Иван Николаевич не хотел стоять на месте, понимая, что застой — загнивание, а загнивание — смерть. Надо было завоевывать новые высоты и в партии, и в Департаменте, поднимать себе цену во всех отношениях.

И вот уже Ратаев сообщает по начальству: по мнению инженера Раскина, социалисты-революционеры собираются ставить покушение на царя.

Расчет Азефа безошибочен: после убийства Плеве террор стал жутким кошмаром, преследующим не только сановный Петербург, но и царскую фамилию. Любая информация, связанная с разоблачением террористов, ценилась теперь Департаментом буквально на вес золота.

Мария Селюк и Слетов, отданные Азефом, как участники заговора против царя, а на самом деле бывшие активнейшими противниками террора, оказались надолго упрятаны за решетку.

А тем временем Иван Николаевич взялся за перестройку ставшей уже его полной собственностью Боевой Организации. Прежде всего надо было окончательно вывести ее из-под какого-либо подчинения Центральному Комитету ПСР. И вот уже выработан собственный устав БО, делающий ее зависимой лишь от решений собственного «особого комитета» — триумвирата во главе с «членом-распорядителем» Иваном Николаевичем. В комитет, как ветераны террора, вошли, кроме него, Савинков и Швейцер, получив тем самым официальное признание в качестве первых помощников «генерала БО».

Касса БО, в которой, по словам Савинкова, находились десятки тысяч рублей пожертвований, поступивших от «симпатиков», Центральным комитетом больше не контролировалась, и распоряжался ею по своему усмотрению «член-распорядитель», то есть Азеф. Молодежь рвалась в Боевую Организацию, но вступить теперь в нее было не просто. Иван Николаевич с приемом новых боевиков не спешил: провокатор, в свою очередь, опасался провокаторов.

С желающими вступить в БО он встречался лично и по многу раз. И чем горячее говорил кандидат о своем желании отдать жизнь за святое дело революции, тем мрачнее становился Иван Николаевич.
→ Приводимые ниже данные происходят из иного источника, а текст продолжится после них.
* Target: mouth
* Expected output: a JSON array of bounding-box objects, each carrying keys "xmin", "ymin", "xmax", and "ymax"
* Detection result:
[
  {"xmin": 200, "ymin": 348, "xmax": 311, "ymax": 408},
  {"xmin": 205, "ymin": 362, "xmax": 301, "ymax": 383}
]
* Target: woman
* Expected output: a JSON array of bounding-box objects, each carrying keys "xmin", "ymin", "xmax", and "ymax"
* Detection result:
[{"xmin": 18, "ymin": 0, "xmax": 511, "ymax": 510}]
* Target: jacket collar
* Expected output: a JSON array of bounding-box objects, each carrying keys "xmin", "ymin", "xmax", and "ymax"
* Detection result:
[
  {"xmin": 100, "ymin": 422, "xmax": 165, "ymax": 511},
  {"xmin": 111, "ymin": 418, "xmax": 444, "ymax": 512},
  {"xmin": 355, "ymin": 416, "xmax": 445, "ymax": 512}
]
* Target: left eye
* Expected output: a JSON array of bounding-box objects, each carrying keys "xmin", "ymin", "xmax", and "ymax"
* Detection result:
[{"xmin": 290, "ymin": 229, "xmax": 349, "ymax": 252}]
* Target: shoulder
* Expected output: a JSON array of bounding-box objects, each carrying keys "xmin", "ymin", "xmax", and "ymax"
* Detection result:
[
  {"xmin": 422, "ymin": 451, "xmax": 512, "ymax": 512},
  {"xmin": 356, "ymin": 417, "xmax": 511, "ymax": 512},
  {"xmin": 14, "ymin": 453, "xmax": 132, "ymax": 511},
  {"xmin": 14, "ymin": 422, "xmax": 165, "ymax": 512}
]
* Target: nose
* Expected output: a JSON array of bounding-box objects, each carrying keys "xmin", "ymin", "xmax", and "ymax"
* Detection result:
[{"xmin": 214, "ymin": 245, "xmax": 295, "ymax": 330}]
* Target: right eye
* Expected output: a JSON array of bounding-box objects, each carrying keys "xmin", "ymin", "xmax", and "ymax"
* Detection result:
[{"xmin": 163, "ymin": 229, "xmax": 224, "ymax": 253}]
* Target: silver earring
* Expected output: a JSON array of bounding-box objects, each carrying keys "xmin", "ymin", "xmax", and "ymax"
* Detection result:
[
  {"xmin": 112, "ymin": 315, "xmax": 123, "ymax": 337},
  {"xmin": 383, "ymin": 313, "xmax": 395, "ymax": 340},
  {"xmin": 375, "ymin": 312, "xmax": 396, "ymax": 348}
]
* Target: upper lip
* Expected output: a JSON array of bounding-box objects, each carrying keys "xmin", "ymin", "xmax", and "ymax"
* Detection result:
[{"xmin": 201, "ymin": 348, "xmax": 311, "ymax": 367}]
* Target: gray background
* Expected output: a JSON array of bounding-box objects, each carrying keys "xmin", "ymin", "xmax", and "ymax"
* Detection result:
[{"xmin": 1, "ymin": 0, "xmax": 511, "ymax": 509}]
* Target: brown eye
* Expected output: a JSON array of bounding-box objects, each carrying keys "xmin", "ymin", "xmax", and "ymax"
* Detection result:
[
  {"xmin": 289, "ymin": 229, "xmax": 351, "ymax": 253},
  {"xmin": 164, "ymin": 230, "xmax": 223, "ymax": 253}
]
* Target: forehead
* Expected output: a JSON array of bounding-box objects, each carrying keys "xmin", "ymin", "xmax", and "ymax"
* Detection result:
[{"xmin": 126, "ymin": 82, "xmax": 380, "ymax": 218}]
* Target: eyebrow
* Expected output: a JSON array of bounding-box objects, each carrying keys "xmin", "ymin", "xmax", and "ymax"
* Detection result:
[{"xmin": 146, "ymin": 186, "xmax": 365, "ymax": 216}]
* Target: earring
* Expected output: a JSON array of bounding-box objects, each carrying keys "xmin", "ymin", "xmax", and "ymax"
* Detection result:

Дав молодому человеку выговориться, он с суровым видом начинал уговаривать волонтера выбросить из головы эту опасную и чуждую здравому смыслу затею, расписывал террор как труднейшую и неблагодарнейшую, грязную, будничную работу, далеко не всегда дающую желаемые результаты.

— Есть ведь и другие, очень важные и нужные формы борьбы, — уговаривал он почтительно внимающего ему кандидата в боевики. — Партии нужны хорошие пропагандисты и агитаторы, организаторы-конспираторы, талантливые постановщики типографий и организаторы транспортов нелегальной литературы...
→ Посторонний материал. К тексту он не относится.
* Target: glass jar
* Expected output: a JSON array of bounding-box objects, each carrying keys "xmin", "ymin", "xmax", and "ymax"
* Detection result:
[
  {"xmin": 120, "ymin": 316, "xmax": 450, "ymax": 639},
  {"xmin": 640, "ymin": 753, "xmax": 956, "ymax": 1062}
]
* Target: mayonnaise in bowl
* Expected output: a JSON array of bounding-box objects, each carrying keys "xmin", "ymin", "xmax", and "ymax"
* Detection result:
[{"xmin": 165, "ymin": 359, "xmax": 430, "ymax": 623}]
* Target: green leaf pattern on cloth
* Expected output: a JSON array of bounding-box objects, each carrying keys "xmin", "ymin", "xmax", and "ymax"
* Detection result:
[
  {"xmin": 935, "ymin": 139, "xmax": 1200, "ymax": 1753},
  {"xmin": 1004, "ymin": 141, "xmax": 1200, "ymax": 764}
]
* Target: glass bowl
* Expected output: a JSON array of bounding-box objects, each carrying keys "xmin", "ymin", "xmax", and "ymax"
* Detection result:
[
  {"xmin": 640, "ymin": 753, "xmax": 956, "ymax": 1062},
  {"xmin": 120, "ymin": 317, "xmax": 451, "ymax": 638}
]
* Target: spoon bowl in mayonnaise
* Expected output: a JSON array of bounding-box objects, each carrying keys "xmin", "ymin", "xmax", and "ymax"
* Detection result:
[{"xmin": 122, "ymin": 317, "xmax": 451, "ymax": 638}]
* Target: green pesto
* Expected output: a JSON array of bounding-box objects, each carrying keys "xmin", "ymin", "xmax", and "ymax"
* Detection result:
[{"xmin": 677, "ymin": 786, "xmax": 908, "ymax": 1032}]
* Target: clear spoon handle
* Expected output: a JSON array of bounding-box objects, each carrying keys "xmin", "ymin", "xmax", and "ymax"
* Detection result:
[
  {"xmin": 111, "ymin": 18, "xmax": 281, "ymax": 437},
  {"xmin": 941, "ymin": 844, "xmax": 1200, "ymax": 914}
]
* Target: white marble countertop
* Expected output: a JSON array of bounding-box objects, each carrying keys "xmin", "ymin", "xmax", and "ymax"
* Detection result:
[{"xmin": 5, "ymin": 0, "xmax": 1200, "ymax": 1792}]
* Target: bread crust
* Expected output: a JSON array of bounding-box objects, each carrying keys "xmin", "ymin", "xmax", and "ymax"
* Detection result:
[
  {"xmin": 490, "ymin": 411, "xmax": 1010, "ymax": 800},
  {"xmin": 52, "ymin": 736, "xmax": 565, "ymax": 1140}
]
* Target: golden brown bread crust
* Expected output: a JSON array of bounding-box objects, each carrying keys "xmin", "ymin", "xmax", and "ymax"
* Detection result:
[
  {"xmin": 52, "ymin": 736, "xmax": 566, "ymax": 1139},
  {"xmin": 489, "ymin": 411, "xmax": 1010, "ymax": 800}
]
Постепенно голос Азефа становился задушевнее, он мягчал, в словах его были искренняя забота и желание помочь собеседнику выбрать наиболее подходящий ему путь в революцию, помочь ему найти в ней себя, избавить от грядущих разочарований.

Убеждать, подчинять людей своей воле он, как известно, умел, но если видел, что перед ним «твердый орешек», не переживал.

— Так что подумайте еще, все взвесьте, по плечу ли вам дело, в которое вы хотите вступить, оно ведь на всю жизнь, и выход из него может быть только один — смерть. А потом мы с вами как-нибудь встретимся и поговорим. Партии новые люди нужны...

Нет, он не отталкивал энтузиастов, рвущихся в террор, но заставлял их много и много раз подумать прежде, чем принимать окончательное, бесповоротное решение. И конечно же, проверял их самым тщательным образом.

К вновь принятым на первых порах относился чуть ли ни по-отечески, интересовался их личными проблемами, сочувствовал, подсказывал, помогал деньгами, как вспоминал впоследствии один из бывших боевиков, «казался необычайно внимательным, чутким и даже нежным».